VOLUME I - SOB A LUA DE RAGNAR
Capítulo 1: Cidade de Heróis
-Hahahaha! Somos o bando mais pobre da
cidade, é certo! - riu Erudir.
-Observação vulgar e desnecessária,
elfo. Acabamos de chegar na cidade, nossos recursos estão escassos, é apenas o
início de nossa jornada rumo à glória e à destruição da Tormenta! - reagiu
Tomoe, vestindo apenas a parte inferior da armadura e sandálias de palha.
-Você é um pobretão, é um fato. Um de nós - Eld olhava para Tomoe e percebia o óbvio enquanto polia o
escudo
O samurai olhava aturdido para o
paladino, que sempre soturno, calado, abria a boca apenas para lhes jogar
obviedades atrevidas, não conhecia seu lugar, sequer era da Ordem da Luz, um
lugar de guerreiros honrados e nobres, sua ordem nem ao menos ficava no Reinado. Não
expôs o que pensava, não seria delicado. Não que o servo de Khalmyr parecesse
se importar.
-Costumes bárbaros o de vocês,
comentando intimidades desta forma! - a naturalidade demonstrada por seus
companheiros frente à miséria chocava Tomoe.
-Falem por vocês - disse Lili - estou
fazendo um bom dinheiro na Feira e fora dela. Acho que vou comprar outro par de
botas, vi uma linda feita de couro de lagarto-elétrico.
-Deixe-os em paz, Lili. O samurai tem
seus costumes, devemos respeitar - Bain argumentou, surgindo do alto da escada
- Tamu-ra tem seus modos, todos bastante interessantes, mas contrastantes com
os nossos aqui.
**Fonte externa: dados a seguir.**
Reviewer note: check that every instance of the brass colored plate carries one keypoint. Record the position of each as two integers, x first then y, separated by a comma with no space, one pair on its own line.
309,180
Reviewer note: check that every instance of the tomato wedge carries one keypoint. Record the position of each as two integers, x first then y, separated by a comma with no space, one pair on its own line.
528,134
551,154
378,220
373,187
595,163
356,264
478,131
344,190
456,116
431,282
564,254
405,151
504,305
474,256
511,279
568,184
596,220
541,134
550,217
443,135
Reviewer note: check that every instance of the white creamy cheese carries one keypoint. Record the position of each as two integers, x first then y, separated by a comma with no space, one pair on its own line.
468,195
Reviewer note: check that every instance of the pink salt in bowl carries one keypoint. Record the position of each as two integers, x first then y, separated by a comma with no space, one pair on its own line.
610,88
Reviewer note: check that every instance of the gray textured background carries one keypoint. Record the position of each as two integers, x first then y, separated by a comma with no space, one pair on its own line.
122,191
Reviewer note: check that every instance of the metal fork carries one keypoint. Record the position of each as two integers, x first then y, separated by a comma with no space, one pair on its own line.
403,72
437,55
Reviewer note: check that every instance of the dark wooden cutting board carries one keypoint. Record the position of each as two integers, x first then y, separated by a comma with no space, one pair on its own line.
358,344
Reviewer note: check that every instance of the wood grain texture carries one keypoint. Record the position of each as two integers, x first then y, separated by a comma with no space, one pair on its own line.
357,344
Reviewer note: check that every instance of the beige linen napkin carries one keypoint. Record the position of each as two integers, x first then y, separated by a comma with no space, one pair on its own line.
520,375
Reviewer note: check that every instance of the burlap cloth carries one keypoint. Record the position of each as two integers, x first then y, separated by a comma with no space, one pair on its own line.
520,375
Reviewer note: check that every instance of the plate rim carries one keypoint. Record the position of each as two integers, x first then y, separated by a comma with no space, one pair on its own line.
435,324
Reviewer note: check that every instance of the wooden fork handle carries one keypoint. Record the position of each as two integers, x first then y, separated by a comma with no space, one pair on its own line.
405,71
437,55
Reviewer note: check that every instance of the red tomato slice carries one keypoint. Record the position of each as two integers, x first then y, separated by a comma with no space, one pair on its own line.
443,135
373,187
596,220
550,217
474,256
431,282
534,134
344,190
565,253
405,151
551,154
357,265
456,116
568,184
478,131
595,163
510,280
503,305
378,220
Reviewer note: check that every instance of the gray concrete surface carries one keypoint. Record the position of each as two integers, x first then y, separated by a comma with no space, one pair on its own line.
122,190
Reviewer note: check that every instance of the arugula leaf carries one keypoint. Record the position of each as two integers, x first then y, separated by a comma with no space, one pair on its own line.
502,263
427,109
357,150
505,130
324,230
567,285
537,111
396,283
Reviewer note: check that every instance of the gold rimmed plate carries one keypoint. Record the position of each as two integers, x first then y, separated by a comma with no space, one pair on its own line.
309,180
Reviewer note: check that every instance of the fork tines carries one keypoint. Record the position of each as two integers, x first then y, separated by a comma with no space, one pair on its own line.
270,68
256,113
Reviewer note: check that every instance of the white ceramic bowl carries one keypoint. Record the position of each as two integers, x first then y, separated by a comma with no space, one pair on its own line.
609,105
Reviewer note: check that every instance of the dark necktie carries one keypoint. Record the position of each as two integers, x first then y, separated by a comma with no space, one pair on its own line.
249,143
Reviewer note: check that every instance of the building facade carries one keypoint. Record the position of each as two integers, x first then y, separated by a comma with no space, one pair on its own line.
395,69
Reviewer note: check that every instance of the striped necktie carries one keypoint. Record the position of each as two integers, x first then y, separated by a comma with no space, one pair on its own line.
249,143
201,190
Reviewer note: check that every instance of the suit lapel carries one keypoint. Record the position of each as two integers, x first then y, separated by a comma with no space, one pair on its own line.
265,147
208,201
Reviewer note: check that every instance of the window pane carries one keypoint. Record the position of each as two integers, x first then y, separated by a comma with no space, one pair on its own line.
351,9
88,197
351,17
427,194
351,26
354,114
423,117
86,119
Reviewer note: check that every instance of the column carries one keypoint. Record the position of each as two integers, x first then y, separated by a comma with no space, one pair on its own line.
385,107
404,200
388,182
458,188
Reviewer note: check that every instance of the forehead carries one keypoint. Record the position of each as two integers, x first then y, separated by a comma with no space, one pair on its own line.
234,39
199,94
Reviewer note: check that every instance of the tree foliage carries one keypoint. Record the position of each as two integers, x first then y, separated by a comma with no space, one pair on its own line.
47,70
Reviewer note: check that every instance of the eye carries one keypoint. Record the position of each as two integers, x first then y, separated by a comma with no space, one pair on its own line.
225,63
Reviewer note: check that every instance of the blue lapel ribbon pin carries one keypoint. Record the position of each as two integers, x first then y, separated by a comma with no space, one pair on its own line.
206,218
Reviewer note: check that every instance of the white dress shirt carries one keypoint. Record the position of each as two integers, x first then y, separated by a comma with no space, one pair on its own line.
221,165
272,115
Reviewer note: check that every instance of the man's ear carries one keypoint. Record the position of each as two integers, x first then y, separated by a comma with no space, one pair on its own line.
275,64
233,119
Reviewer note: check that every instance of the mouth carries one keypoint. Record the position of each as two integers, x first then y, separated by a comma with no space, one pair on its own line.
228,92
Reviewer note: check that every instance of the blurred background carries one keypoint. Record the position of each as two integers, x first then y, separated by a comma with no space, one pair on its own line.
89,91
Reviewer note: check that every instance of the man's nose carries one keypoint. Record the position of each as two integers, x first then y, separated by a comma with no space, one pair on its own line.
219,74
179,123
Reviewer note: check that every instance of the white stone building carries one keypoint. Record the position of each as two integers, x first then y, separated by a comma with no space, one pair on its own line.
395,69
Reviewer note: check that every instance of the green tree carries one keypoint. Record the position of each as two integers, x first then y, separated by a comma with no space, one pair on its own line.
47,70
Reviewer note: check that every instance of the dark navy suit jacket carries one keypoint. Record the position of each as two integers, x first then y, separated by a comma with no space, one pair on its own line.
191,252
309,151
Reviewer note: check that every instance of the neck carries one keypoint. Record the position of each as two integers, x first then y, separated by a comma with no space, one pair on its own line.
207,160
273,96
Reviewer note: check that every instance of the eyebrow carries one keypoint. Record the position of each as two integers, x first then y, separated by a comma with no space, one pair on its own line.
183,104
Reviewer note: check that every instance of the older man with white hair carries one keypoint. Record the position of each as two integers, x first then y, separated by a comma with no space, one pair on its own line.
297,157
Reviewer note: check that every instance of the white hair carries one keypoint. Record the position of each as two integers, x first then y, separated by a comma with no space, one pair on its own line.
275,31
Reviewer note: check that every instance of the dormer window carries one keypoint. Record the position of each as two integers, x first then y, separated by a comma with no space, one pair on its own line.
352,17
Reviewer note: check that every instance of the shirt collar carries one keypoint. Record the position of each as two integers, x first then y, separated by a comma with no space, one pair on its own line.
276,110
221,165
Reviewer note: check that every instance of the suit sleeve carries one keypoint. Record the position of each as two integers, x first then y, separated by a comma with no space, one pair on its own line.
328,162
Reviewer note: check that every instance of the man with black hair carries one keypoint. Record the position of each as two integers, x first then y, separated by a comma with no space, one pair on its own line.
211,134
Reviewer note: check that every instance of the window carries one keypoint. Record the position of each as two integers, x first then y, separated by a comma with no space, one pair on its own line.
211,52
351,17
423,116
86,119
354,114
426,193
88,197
Ele já deve estar fazendo uma concessão razoável aceitando uma
união conosco, especialmente com você, Lili, uma especialista do sexo feminino.
-Ele não gosta de mulher? - questionou
Lili.
-A questão, creio, de fato, deve
tangenciar o campo do afeto, todavia de forma alguma se resume a ele - Bain
sorria, gostava de ser didático.
-Vai cagar carroça abaixo e lamber as
rodas, Bain, fala igual gente - Lili disse, sorrindo de forma delicada.
Bain olhou para cima, não sabia a
razão pela qual ainda tentava. Ao baixar os olhos viu ao lado do grupo um homem
de cabelos castanho escuros, barriga proeminente e vestindo um avental surrado tentando repetidamente interromper a discussão do grupo. O sujeito parecia constrangido demais
para fazer sua presença ser notada claramente, até que juntou forças e falou.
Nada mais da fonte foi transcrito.